Demonstration of image data from patient blood. Selected images captured by the microscope from isolated patient blood samples are shown in (a), (b), the processed WBCs image and (b) CTCs image and cropped single (c) WBC and (d) CTC, respectively; (e) a summary of the size distributions of CTC and WBC cells: the average diameters of CTCs and WBCs are approximately both 11.5 µm, while the CTC has distinguishable wider range of size distribution.

t-SNE and the CNN model

Before performing training experiments, we generate the t-distributed stochastic neighbor embedding (t-SNE)42 plot for the training dataset to show the overall distribution of the data. t-SNE is a non-linear dimensionality reduction technique to generate a low-dimensional map from high-dimensional space, which finds the patterns in the data based on the similarity of input data points. The results of t-SNE can vary strongly due to the selection of the parameters of the algorithm. We use scikit-learn43 machine learning package to perform the t-SNE with the perplexity of 50 and the learning rate of 100. Under the correct setting of parameters, two distinct clusters corresponding to two different cell categories are clearly distinguished, which indicates that the deep learning network can extract the high-dimensional features and perform classifications on the dataset.

The architecture of the machine learning model (Fig. 4a) is ResNet-5044, with input images of size 34 × 34 (resized from the cropped cell images), and binary categorical output. The convolutional layers are initialized with pre-trained weights learned from the ImageNet datasets45, a method that allows faster training and reduces the requirement of training data. These pre-trained weights are used for feature extraction, where the extracted features by the convolutional layers usually encode multi-scale appearance and shape information. For example, the first convolutional block directly takes the image data as input, extracts features and provides a feature map (Fig. 4b). Further feature extraction is applied by taking the feature map of the previous convolutional block as input for the next block.

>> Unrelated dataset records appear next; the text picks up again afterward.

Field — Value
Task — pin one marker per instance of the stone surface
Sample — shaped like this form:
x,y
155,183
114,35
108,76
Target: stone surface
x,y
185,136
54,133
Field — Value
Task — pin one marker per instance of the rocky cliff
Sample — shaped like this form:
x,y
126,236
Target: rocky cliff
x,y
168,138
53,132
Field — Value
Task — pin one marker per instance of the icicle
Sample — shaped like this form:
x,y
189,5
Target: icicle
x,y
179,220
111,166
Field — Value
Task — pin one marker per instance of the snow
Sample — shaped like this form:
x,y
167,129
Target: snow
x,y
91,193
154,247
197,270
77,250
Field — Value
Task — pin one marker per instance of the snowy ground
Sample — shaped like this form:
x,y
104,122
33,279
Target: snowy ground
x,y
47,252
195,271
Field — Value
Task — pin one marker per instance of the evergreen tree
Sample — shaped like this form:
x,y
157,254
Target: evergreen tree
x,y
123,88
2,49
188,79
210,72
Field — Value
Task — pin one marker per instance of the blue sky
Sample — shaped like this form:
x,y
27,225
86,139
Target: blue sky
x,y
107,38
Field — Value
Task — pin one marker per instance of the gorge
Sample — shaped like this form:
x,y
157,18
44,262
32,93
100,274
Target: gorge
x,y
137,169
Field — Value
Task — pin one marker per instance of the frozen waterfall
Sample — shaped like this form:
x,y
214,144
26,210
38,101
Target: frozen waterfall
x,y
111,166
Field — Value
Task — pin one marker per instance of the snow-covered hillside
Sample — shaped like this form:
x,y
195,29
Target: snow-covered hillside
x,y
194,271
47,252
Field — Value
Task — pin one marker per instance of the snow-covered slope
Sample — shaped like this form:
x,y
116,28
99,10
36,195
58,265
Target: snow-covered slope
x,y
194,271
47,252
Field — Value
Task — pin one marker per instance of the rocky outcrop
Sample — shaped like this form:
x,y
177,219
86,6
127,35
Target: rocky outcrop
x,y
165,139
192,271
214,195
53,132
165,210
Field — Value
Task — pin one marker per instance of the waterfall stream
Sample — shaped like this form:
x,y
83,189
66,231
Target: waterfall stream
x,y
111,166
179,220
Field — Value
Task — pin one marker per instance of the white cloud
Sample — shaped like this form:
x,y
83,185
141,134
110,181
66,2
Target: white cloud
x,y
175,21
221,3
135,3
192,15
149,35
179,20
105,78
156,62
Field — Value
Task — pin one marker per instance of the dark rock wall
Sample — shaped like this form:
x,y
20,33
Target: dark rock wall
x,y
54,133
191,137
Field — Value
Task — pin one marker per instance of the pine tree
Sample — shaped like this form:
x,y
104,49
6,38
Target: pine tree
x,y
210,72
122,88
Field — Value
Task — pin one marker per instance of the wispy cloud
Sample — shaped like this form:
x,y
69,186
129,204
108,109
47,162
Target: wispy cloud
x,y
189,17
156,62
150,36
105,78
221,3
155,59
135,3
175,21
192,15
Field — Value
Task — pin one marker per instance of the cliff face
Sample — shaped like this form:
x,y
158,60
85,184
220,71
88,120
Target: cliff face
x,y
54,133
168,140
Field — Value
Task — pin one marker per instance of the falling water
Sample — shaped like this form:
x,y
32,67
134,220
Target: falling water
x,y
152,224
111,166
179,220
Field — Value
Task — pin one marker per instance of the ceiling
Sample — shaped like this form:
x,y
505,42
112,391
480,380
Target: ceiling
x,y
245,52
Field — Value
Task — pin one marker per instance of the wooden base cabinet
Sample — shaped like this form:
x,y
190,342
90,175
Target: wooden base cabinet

After the feature extractions, the pre-trained ResNet-50 is followed by trainable layers that contain a fully connected layer with ReLu activation function, a dropout layer with a dropout rate of 0.6, and a softmax activation function with a cross-entropy loss implemented to generate the predicted results. The model uses a learning rate of 0.0001 and is optimized by the Adam optimizer. The trainings are processed in mini-batch, with the batch size of 16.

Figure 4

The architecture of the deep convolutional network, ResNet-50, for transfer learning and CTC–WBC cell classification (a), and the demonstration of features extracted (b) by the first convolutional block. The network receives the input data of cell images and predicts the probability of both classes. The network consists of five stages each containing convolution and identity blocks, and each of the blocks has three convolutional layers. The features of a cell image are extracted by the pre-trained convolutional layers.

Results and discussion

As the comparison group, the training on cultured cell lines is based on 1745 single-cell images (436 cultured cells, 1309 WBCs). A total number of 120 cells (31 cultured cells and 89 WBCs) are tested. The combined performance has shown that all WBCs have been classified correctly, while 3 out of 31 cultured are misclassified as WBCs. The overall accuracy of this learning model is 97.5%. The training on patient blood samples is based on 95 single-cell images as raw input. The cell images originally came from two patients: 15 CTCs from one and 17 CTCs from the other. We have enhanced the training data before processing the training by applying data augmentations on the original dataset. The data augmentation increases the diversity of the original dataset. The most popular way to practice data augmentation is by creating a selected amount of new images by performing traditional affine and elastic transformations. The data augmentation provides a larger dataset, which helps improve the overall robustness of our WBC–CTC classification CNN model without additional laboring for the preparation of fluorescent labels. The expanded dataset includes single-cell images with different types of geometric transformations: rotation, shear transformation, horizontal and vertical reflection. Our augmented training dataset for each training experiment contains 1000 CTCs and 1000 WBCs.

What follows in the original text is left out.